Designer, UX consultant, and blogger Francisco Inchauste had some interesting thoughts about gestural interfaces that we shared when Clear, the innovative gestural to-do app, launched earlier this year. Little did we know that Inchauste and his pals Kellen Styler and Peiter Buick were already developing a simplified, gestural utility app of their own. It’s a minimalist alarm clock called Rise, and it’s a beaut:
The first thing Rise reminded me of was Solar, another single-use utility app that combines chromeless, gestural interface design with gorgeous full-screen color washes. "The content is the interface" is becoming a new mantra of mobile app design, and like Solar, Rise doesn’t have "buttons"—all you see is the relevant information, surrounded by soothing gradient hues. (There is a gear-shaped icon near the bottom of Rise’s main screen that looks like a button, but if you press it, the screen "hops" upward a little bit to remind you to invoke the proper gestural command instead.)
Rise’s gestures are among the most ergonomically intuitive I’ve seen yet in this kind of app. Swiping a thumb up and down on the screen scrubs the "clock" backwards and forwards in 15-minute increments so you can set your alarm. (The hovering clock readout even sweeps to the opposite side of the screen that your thumb is on, so as not to be obscured during the gesture—a truly humane touch for left-handed users like myself.) Once you’ve set the time you want, a simple leftward or rightward swipe activates it.
Most gestural UIs still feel like little puzzles to solve instead of an easier way of interacting with apps, and Rise’s "gestural redundancy" makes its interface feel immensely more user-friendly. (That’s pretty key for an app you’ll be pawing at in an irritated pre-coffee haze when you wake up in the morning.) Also, the gesture itself is just super-easy to invoke, ergonomically speaking. Start, another gestural alarm clock app, forces you to move dials in a circular motion onscreen—which looks cool, but it’s quite an awkward gesture in practice. Inchauste believes that gestural UIs can and do have "affordances" just like standard buttons and toggles—but only if the UI designer makes those gestures very simple and easy to discover. Rise’s thoughtful interface design shows that Inchauste is walking the walk as well as talking it.

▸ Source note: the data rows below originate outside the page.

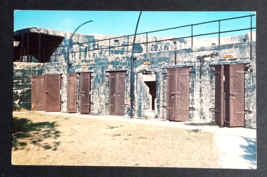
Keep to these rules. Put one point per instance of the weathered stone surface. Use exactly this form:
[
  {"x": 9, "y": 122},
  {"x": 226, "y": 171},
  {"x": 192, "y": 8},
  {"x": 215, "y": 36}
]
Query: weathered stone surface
[{"x": 161, "y": 56}]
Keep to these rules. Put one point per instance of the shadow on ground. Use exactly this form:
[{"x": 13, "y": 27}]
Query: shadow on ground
[
  {"x": 250, "y": 151},
  {"x": 199, "y": 124},
  {"x": 25, "y": 132}
]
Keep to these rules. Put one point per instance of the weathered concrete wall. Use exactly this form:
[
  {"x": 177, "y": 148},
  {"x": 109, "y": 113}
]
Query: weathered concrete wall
[{"x": 22, "y": 73}]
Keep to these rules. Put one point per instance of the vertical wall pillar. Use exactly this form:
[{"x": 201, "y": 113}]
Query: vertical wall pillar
[
  {"x": 22, "y": 51},
  {"x": 39, "y": 49}
]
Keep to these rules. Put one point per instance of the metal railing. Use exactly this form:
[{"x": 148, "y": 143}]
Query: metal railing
[{"x": 112, "y": 48}]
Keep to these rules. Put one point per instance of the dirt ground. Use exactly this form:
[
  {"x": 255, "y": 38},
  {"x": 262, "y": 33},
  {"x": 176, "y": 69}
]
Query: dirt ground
[{"x": 45, "y": 139}]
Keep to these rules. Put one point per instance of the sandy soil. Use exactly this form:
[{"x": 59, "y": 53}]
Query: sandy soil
[{"x": 45, "y": 139}]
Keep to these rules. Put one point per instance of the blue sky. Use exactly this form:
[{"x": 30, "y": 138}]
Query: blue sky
[{"x": 124, "y": 22}]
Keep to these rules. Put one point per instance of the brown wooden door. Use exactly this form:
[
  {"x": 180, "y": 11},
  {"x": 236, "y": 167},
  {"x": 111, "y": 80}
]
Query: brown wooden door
[
  {"x": 219, "y": 95},
  {"x": 37, "y": 93},
  {"x": 52, "y": 93},
  {"x": 72, "y": 93},
  {"x": 116, "y": 93},
  {"x": 120, "y": 93},
  {"x": 236, "y": 95},
  {"x": 85, "y": 98},
  {"x": 178, "y": 94}
]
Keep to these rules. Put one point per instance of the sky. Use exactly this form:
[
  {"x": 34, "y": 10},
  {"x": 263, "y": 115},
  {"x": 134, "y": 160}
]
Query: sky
[{"x": 124, "y": 22}]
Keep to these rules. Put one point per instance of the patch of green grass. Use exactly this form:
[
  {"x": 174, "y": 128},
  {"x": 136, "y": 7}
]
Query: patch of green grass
[{"x": 22, "y": 143}]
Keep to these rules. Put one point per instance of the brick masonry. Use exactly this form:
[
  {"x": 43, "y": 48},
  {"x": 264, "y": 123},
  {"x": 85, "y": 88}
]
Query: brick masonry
[{"x": 100, "y": 63}]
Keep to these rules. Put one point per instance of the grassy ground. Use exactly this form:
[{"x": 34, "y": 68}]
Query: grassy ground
[{"x": 42, "y": 139}]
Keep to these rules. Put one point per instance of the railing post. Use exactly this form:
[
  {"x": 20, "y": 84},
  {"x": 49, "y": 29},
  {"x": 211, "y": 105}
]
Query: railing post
[
  {"x": 251, "y": 28},
  {"x": 39, "y": 48},
  {"x": 28, "y": 45},
  {"x": 22, "y": 49},
  {"x": 191, "y": 36},
  {"x": 127, "y": 43},
  {"x": 108, "y": 47},
  {"x": 219, "y": 33},
  {"x": 146, "y": 42}
]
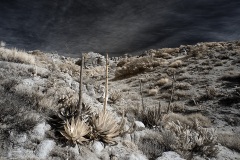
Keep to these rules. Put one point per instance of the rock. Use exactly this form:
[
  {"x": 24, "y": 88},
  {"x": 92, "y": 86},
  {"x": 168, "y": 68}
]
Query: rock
[
  {"x": 139, "y": 125},
  {"x": 136, "y": 156},
  {"x": 170, "y": 156},
  {"x": 225, "y": 153},
  {"x": 39, "y": 131},
  {"x": 44, "y": 148}
]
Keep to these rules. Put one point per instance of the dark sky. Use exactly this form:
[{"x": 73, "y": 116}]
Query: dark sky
[{"x": 71, "y": 27}]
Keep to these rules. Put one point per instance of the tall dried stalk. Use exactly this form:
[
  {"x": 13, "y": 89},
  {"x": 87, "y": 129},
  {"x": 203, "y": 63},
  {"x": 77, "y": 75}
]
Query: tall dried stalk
[
  {"x": 172, "y": 92},
  {"x": 140, "y": 81},
  {"x": 106, "y": 85},
  {"x": 80, "y": 87}
]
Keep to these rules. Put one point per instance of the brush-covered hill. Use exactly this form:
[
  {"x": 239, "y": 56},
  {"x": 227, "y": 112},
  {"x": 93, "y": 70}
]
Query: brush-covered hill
[{"x": 171, "y": 103}]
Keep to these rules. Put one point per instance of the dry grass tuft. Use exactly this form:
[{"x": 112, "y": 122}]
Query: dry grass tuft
[
  {"x": 14, "y": 55},
  {"x": 187, "y": 140},
  {"x": 176, "y": 64},
  {"x": 151, "y": 145},
  {"x": 188, "y": 120},
  {"x": 105, "y": 127},
  {"x": 137, "y": 65}
]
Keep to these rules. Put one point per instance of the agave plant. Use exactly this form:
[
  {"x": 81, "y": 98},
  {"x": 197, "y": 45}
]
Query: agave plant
[
  {"x": 76, "y": 131},
  {"x": 57, "y": 121},
  {"x": 105, "y": 127}
]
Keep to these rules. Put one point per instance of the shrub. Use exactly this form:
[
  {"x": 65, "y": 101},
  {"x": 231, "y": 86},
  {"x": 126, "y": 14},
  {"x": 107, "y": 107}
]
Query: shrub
[
  {"x": 189, "y": 140},
  {"x": 151, "y": 145},
  {"x": 137, "y": 65},
  {"x": 176, "y": 64},
  {"x": 115, "y": 96},
  {"x": 14, "y": 55}
]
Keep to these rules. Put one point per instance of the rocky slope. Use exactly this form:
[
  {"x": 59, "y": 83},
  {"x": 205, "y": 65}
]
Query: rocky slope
[{"x": 183, "y": 101}]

Ironically, though, Rise didn’t start out as a gestural app at all. "In the first iterations, we found that we were overcompensating and splitting up the controls in order to make it 'really simple,'" Inchauste tells Co.Design. "The AM/PM, the hour, the minutes, repeat, were all there so you could just tap one [at a time], or drag another to change it. However, it was like making an interface that acts like a wizard walkthrough; it only works well the first time you use it; after that, it gets annoying."
"As we began to iterate, we discovered that maybe the user doesn’t have to make all those decisions separately," Inchauste continues. "Maybe they can do a few gestures to manipulate those elements in an intuitive way. So using gestures became a way to continue on the road of reduction."
But just because "the content is the interface" doesn’t necessarily mean that it’s ideal for the user—yet. "The thing you don’t always realize with gestures is that by removing the interface artifacts that you are used to seeing, it makes the app seem less feature rich or capable," Inchauste cautions. "Gestures hide all this so well, it’s something many will need to get used to when comparing future products and their features." Maybe it’s the fact that Inchauste isn’t completely head-over-heels in love with "innovative" gestural UIs yet that makes Rise’s restrained, redundant interface feel so . . . well, safe. We’re all still getting used to this new way of interacting with our apps, and Rise shows that a bit of thoughtful hand-holding still goes a long way.